Although there are many problems for which the genetic algorithm can evolve a good solution in reasonable time. There are also problems for which they are not suitable, such as problems in which it is important to find the exact global optimum. The domains for which one is likely to choose an adaptive method such as the genetic algorithm are precisely those about which we typically have little analytical knowledge, they are complex, noisy, or dynamic (changing over time). These characteristics make it virtually impossible to predict with certainty how well a particular algorithm will perform on a particular problem, especially if the algorithm is nondeterministic, as is the case with the genetic algorithm. In spite of this difficulty, there are fairly extensive theories about how and why genetic algorithms work in idealized settings.

Example 9.4

4-Queen Puzzle.

Suppose we choose to solve the problem for $N = 4$. This means that the board size is $4^2=16$, and the number of queens we can fit inside the board without crossing each other is 4. A configuration of 4 queens can be represented as shown in Fig. 9.8, using 4-digit string made of decimal numbers in the range 1–4. Each digit in a string represents the position of queen in that column. Thus, all queens in the left-to-right diagonal will be represented by a string 1234.

To solve this problem we take initial populations as [1234, 2342, 4312, 3431]. Let us recombine by randomly choosing the crossover after digit position 2. We recombine 1, 2 and 3, 4 members of population, producing [1242, 2334, 4331, 3412]. When this is combined with the original population, we get $[1234, 2342, 4312, 3431, 1242, 2334, 4331, 3412]$. Next, a random mutation is applied on members 3431 and 2334, changing the third digit gives 3421, 2324. Thus new population is, $[1234, 2342, 4312, 3421, 1242, 2324, 4331, 3412]$.

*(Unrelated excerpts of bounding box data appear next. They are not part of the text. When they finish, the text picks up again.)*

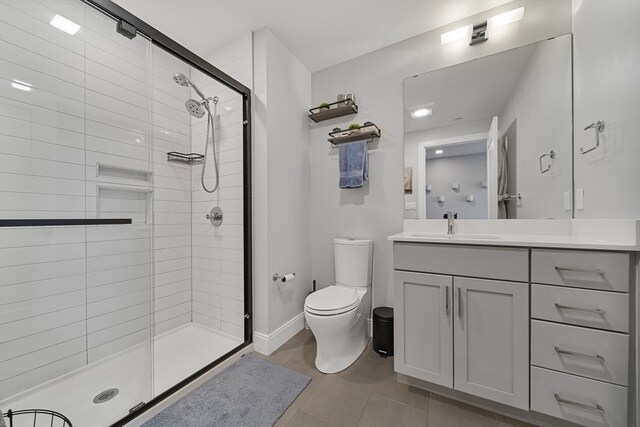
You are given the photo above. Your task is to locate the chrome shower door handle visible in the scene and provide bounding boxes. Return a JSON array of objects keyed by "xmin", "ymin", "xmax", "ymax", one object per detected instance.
[{"xmin": 580, "ymin": 120, "xmax": 604, "ymax": 154}]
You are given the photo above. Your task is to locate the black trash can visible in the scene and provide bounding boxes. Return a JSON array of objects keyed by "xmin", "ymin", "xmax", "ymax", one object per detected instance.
[{"xmin": 373, "ymin": 307, "xmax": 393, "ymax": 357}]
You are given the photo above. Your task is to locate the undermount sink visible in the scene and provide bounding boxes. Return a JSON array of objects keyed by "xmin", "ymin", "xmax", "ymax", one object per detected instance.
[{"xmin": 411, "ymin": 233, "xmax": 501, "ymax": 240}]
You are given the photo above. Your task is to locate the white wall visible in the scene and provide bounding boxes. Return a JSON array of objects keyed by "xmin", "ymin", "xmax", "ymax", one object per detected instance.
[
  {"xmin": 190, "ymin": 33, "xmax": 253, "ymax": 340},
  {"xmin": 498, "ymin": 35, "xmax": 573, "ymax": 219},
  {"xmin": 404, "ymin": 118, "xmax": 491, "ymax": 219},
  {"xmin": 425, "ymin": 154, "xmax": 488, "ymax": 219},
  {"xmin": 311, "ymin": 0, "xmax": 571, "ymax": 306},
  {"xmin": 253, "ymin": 28, "xmax": 311, "ymax": 344},
  {"xmin": 572, "ymin": 0, "xmax": 640, "ymax": 218}
]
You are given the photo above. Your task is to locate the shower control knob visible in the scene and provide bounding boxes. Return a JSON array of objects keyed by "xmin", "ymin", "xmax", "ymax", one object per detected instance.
[{"xmin": 207, "ymin": 206, "xmax": 222, "ymax": 227}]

The fitness of a string is proportional to the inverse of number of queens giving check in each string. for example, in the configuration in Fig. 9.8, total number of checks of $Q_1 \dots Q_4$ are: $2+3+2+1 = 8$. Similarly in configuration 1234, total number of checks are 12.

This is because each queen is crossing the remaining three. These numbers in the remaining seven configurations are: 8, 4, 4, 4, 6, 8, 8. Thus fitness functions of above population of elements are $[\frac{1}{12}, \frac{1}{8}, \frac{1}{4}, \frac{1}{4}, \frac{1}{4}, \frac{1}{6}, \frac{1}{8}, \frac{1}{8}]$. Thus, if we need to keep a population of size 4, of more fitter members their fitness functions are $[\frac{1}{4}, \frac{1}{4}, \frac{1}{4}, \frac{1}{6}].$ These further combine next time, with population size of 4, having population of [4312, 3421, 1242, 2324]. This sequence can go on until goal is found in one of the configuration. $\square $

9.9 Summary

The domain of combinatorial optimization consists of a set of problems, which requires development of efficient techniques for finding the minimum or maximum of a function having many independent variables. This function is called cost function or objective function, and represents a quantitative measure of the “goodness” of some complex system. Because these combinatorial class of problems contain many situations of practical importance, heuristic methods have been developed, which require computations proportional to only a small polynomial of n, where n is size of the problem. These heuristics cannot be generalized, and are unfortunately problem-specific.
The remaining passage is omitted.